Sarcasm usually indicates a drop in threat level. I put my gun away. "My name is Harper Blaine. I'm a private investigator. Your mother hired me to find you. Are you bleeding badly?"
"It's not too bad now." He winced. "It's closing up already. The bullet must have gone all the way through."
"Let me take you to a hospital."
"Oh, yeah." He started laughing. It didn't sound too rational. "A hospital's going to love me. 'Excuse me, Mr. Shadley, are you aware you haven't got a pulse?»
I stepped closer. "Are you all right?"
"No!" he spat, throwing back his tangled hair. His blood red glower sent a bolt of sickening ice straight through my chest. "I'm not all right! I'm a goddamned vampire with a goddamned hole in his already broken arm. I am not fucking all right, all right!"
Wary, I knelt beside him and looked at the arm he cradled. As I stared, the torn flesh of the bullet wound eased closer together, knit-ting up like a sweater sleeve. Only a couple of millimeters, but enough to convince me that Cameron Shadley was not operating within original design specifications.
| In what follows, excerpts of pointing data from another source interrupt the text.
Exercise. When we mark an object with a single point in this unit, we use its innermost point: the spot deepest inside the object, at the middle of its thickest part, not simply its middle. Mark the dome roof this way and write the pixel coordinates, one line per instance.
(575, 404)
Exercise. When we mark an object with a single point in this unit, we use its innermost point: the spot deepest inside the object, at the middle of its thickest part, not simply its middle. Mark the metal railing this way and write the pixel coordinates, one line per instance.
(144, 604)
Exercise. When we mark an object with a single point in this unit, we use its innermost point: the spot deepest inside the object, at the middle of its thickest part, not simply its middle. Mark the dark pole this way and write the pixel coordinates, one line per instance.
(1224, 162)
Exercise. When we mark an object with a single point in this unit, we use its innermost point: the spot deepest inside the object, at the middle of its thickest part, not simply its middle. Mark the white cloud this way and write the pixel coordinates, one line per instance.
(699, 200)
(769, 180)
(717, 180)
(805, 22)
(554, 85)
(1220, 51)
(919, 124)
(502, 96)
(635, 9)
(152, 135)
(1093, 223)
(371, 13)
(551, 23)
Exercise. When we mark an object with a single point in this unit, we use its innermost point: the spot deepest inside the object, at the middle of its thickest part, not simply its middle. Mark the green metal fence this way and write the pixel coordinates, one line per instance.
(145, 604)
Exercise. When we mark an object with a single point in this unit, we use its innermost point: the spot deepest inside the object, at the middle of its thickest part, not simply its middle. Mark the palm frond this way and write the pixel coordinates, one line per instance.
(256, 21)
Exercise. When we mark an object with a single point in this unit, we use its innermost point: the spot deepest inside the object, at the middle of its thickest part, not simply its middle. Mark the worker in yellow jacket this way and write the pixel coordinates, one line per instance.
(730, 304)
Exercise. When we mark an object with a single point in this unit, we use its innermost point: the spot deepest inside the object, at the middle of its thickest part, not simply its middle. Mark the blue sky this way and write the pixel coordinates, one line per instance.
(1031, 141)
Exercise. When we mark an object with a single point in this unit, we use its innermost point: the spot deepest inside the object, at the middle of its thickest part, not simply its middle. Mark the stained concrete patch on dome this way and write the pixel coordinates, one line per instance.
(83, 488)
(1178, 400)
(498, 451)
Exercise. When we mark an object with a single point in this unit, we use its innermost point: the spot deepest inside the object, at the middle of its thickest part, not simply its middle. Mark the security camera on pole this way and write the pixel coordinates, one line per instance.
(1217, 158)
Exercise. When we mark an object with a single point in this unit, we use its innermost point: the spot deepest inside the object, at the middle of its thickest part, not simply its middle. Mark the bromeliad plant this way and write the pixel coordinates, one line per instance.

I looked at him and he glared back. I had to swallow hard a couple of times to work up enough spit to speak and keep my dinner down at the same time.
"I have to get you and your car out of here right away."
"I'll be fine."
"Not once the tow truck gets here."
"Tow truck?"
"Yes." I stood back. "I heard about your car because it's on the impound list. It'll be towed in the next couple of minutes if we don't move it."
He groaned like a soap-opera diva and hung his head back. "Great! Just great! How'm I supposed to drive with one hand? It's a manual."
"I'll drive."
"What about your car? You've got a car, right?"
"My car isn't going to be towed yet. Come on. Let's go. Give me the keys."
Grunting, Cameron reached into the left front pocket of his jeans and flipped me the keys. Miserable, he oozed into the passenger seat as I tied the Camaro's trunk shut around the broken lock, then got into the driver's seat. In five minutes, we were at the payment kiosk.
"Ticket?"
I looked at Cam. He looked back and shrugged. "Lost it."
"Lost ticket pays the maximum—twenty dollars."
I handed over a twenty and asked for a receipt. We passed the tow truck a block away. I parked the car under the Viaduct and turned to Cameron.
"You stay put here while I go back for my truck. I don't want to have to hunt you down again."
"I'll stay right here," he sighed. "Promise."
I got out, taking the keys, and walked back to the garage. The man in the payment kiosk gave me an odd look when I pulled up again.
"Weren't you just here?"
"Yeah. Had to drive my kid brother's car out. He's so smashed he can barely walk."